ミケロッティによりデザインされたプリンス「スカイラインスポーツ」
ミケロッティによりデザインされたプリンス「スカイラインスポーツ」

 しかし、かつては外国人デザイナーによりデザインされたクルマが多く存在し、個性的なモデルや先進的なモデルもあり、大いに話題になったこともありました。

 そこで、外国人デザイナーが手がけた日本車5車種をピックアップして紹介します。

●プリンス「スカイラインスポーツ」

 プリンス自動車が日産と合併する以前の1962年、イタリアの著名なデザイナー、ジョヴァンニ・ミケロッティのデザインによるプリンス「スカイラインスポーツ」が発売されました。

 それに先立って1960年にイタリアのトリノ国際自動車ショーで、青のクーペと白のコンバーチブル2台のスカイラインスポーツのプロトタイプが展示され、大きな反響を呼びます。

 スカイラインスポーツは、当時の日本車のデザインとは一線を画するほど流麗なスタイルで、内装も欧州のスポーツカーのような美しさと豪華さが共存。

 エンジンは1.9リッターの直列4気筒で94馬力を発揮し、シャシとともに「グロリア」のものが流用されていました。

 また、装備も当時としては先進的だった、オートチューニング機能があるラジオが標準で採用されるなど高級車に分類され、価格もクーペが185万円、コンバーチブルが195万円でした。

 1962年に国家公務員の大卒初任給が1万5000円ほどだったことを考えると、いまなら2500万円くらいの価格に換算されます。

 あまりにも高価だったことと、ボディの多くがハンドメイドだったため、生産台数はクーペが35台、コンバーチブルが25台と、わずか60台しか生産されなかった非常に希少な名車です。

●いすゞ「117クーペ」

 クルマに詳しい人でしたら、外国人カーデザイナーと聞いて、真っ先に思いつくのはイタリア人カーデザイナーのジョルジェット・ジウジアーロでしょう。

 そのジウジアーロがデザインを監修したことで有名なのが、1968年に発売されたいすゞ「117クーペ」です。

 日本がマイカーブーム黎明期だったころ、いすゞはイタリアの名門デザインスタジオのカロッツェリア・ギア社にスペシャルティカーの製作を依頼。

 同社のチーフデザイナーであったジウジアーロがデザインを担当し、エレガントなフォルムの117クーペが仕上がりました。

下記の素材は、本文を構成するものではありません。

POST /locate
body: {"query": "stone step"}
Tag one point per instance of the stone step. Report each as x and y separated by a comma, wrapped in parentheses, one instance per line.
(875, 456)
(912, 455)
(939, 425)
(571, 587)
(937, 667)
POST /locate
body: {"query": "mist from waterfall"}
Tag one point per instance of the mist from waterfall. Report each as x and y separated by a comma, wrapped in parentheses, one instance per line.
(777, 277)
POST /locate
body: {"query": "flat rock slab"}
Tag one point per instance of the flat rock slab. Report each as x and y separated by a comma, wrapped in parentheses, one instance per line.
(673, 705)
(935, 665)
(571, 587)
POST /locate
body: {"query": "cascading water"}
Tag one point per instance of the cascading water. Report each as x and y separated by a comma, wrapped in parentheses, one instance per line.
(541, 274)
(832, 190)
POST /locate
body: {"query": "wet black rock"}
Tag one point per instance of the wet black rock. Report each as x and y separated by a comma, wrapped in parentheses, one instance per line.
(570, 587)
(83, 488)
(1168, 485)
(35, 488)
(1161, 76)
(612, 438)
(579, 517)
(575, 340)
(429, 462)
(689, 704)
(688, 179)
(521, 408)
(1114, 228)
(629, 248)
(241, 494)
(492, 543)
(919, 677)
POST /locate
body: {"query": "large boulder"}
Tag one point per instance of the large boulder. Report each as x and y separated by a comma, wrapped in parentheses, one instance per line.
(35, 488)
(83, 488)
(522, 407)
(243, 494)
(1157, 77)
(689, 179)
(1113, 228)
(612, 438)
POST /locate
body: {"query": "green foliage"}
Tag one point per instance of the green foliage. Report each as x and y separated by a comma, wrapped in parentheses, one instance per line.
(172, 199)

 1966年3月のジュネーブショーで発表され、コンクール・デレガンスで優勝。さらに同年秋の東京モーターショーでも賞賛を博しました。

 エンジンは1.6リッター直列4気筒DOHCで120馬力を発揮し、最高速度は200km/hに達したといいます。1969年にいすゞが出した広告では「いすゞは無個性な車はつくらない」と書かれ、117クーペが特別な1台であることをアピールしていました。

●スバル「アルシオーネSVX」

 いすゞ「117クーペ」と同じくジウジアーロがデザインを担当したのが、1991年に販売を開始したスバル「アルシオーネSVX」です。

 スペシャルティカーとして開発された同車は、大きなグラスエリアを持つエクステリアが特徴的なクーペであり、車高を低く落とし横幅を広めにしたボディ形状でワイド&ローを強調。曲面を多用して流麗さを作り上げていました。

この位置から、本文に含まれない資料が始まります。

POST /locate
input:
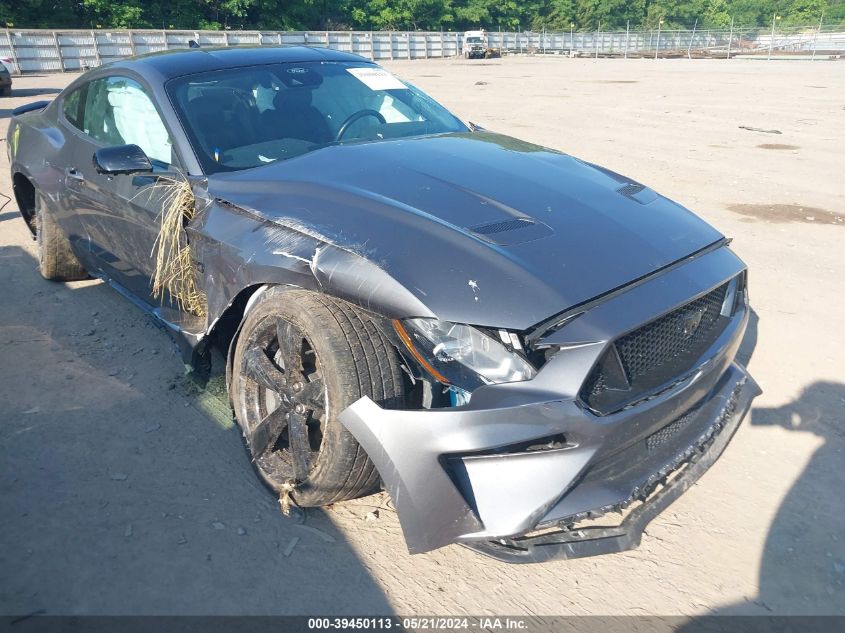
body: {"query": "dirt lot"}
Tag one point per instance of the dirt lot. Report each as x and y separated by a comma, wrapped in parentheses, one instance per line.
(123, 490)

 優れたスタイリングコンセプトとメカニズムを持ったアルシオーネSVXであったものの、当時の販売時期がバブル崩壊と重なり、さらに当時のスバルブランドとは距離のある高級車という位置づけから、販売面で苦戦を強いられる結果となってしまいました。

 名デザイナー監修の美しいデザインの反面、価格の影響で販売面での矛盾を抱えるバブル崩壊を象徴するようなモデルといえるでしょう。

 なお、現在ではアルシオーネSVXを専門に扱う中古車店もあるなど、一定のファンを獲得しています。

●三菱「ランサーエボリューションVIII」

 国産スポーツカーとしての人気が高く、愛好家が多いことで知られている三菱「ランサーエボリューション」シリーズですが、2003年に発売された「ランサーエボリューションVIII」はフランス人カーデザイナー、オリビエ・ブーレイの意向が取り入れられたモデルでした。

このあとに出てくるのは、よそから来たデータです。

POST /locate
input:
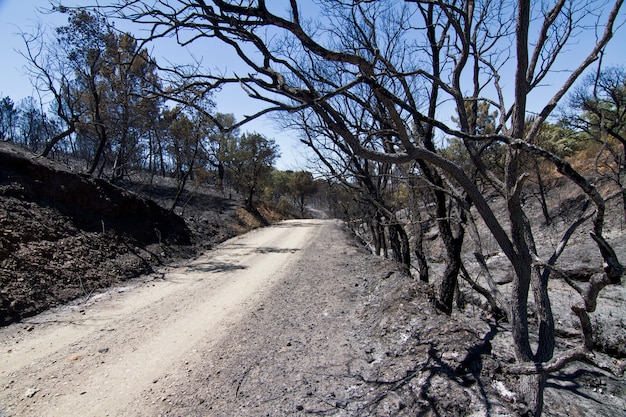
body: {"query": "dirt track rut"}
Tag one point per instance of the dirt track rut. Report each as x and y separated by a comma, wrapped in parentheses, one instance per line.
(95, 358)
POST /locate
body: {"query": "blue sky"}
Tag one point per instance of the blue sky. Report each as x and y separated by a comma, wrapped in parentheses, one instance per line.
(21, 15)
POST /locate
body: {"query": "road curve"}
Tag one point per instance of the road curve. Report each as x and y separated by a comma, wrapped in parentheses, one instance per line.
(95, 358)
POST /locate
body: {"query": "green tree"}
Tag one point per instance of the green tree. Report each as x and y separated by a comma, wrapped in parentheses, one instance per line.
(597, 108)
(374, 74)
(302, 185)
(251, 162)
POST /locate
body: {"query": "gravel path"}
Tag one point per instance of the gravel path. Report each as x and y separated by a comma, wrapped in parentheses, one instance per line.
(290, 320)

 ブーレイは過去にスバルに在籍し、2代目レガシィのデザインを手がけ、さらに日本の自動車メーカーにおける初の外国人チーフデザイナーとして知られていました。

 ダイムラー・クライスラー在籍時の2001年、三菱が同社の傘下に入るとデザイン部門のトップに任命され、三菱車共通のデザイン戦略としてグリル中央に富士山型のアクセントが配置された、通称「ブーレイ顔」の導入を推し進めました。

 しかし、ランサーエボリューションVIIIでは、富士山型グリルへの変更は不評を買ってしまい、ランサーエボリューションIVにマイナーチェンジした際には「ブーレイ顔」は廃止されてしまいました。

●スバル「R2」

 2003年に発売されたスバル「R2」は、ギリシャ出身のカーデザイナー、アンドレアス・ザパティナスによってデザインされました。

 ザパティナスは、フィアットグループやBMWのデザイナーを経て、2002年にチーフデザイナーとしてスバルに入社。まず軽自動車のR2を担当しました。

 航空機をモチーフに採り入れ、スバルのルーツと技術力を表現したスプレッドウィングスグリルを、初採用しましたが、このグリルには賛否両論がありました。

 さらにR2の居住空間は広いとはいえず、メインターゲットとなる女性層からの支持を得られませんでした。

 R2は2005年のマイナーチェンジの時にスプレッドウィングスグリルをやめ、フロントフェイスのデザインが変更されています。

 その後ザパティナスは、いくつかのモデルのデザインを手がけた後、わずか4年後の2006年にスバルを去ることになります。

※ ※ ※

 今回紹介したクルマは、どれもユニークなデザインばかりですが、他にも外国人デザイナー監修のクルマは数多くあります。

 こうしたデザイナーは確かに優秀でしたが、なかには失敗作といわれたモデルもあります。

 例えば2代目の日産「ブルーバード」は、数多くのフェラーリのモデルを手がけたピニンファリーナによるデザインでしたが、市場では不評だったため、マイナーチェンジ時に日産社内でデザインしなおしたほどです。

 優れたデザインであっても、ユーザーから好まれるか好まれないかで明暗が別れるということでしょう。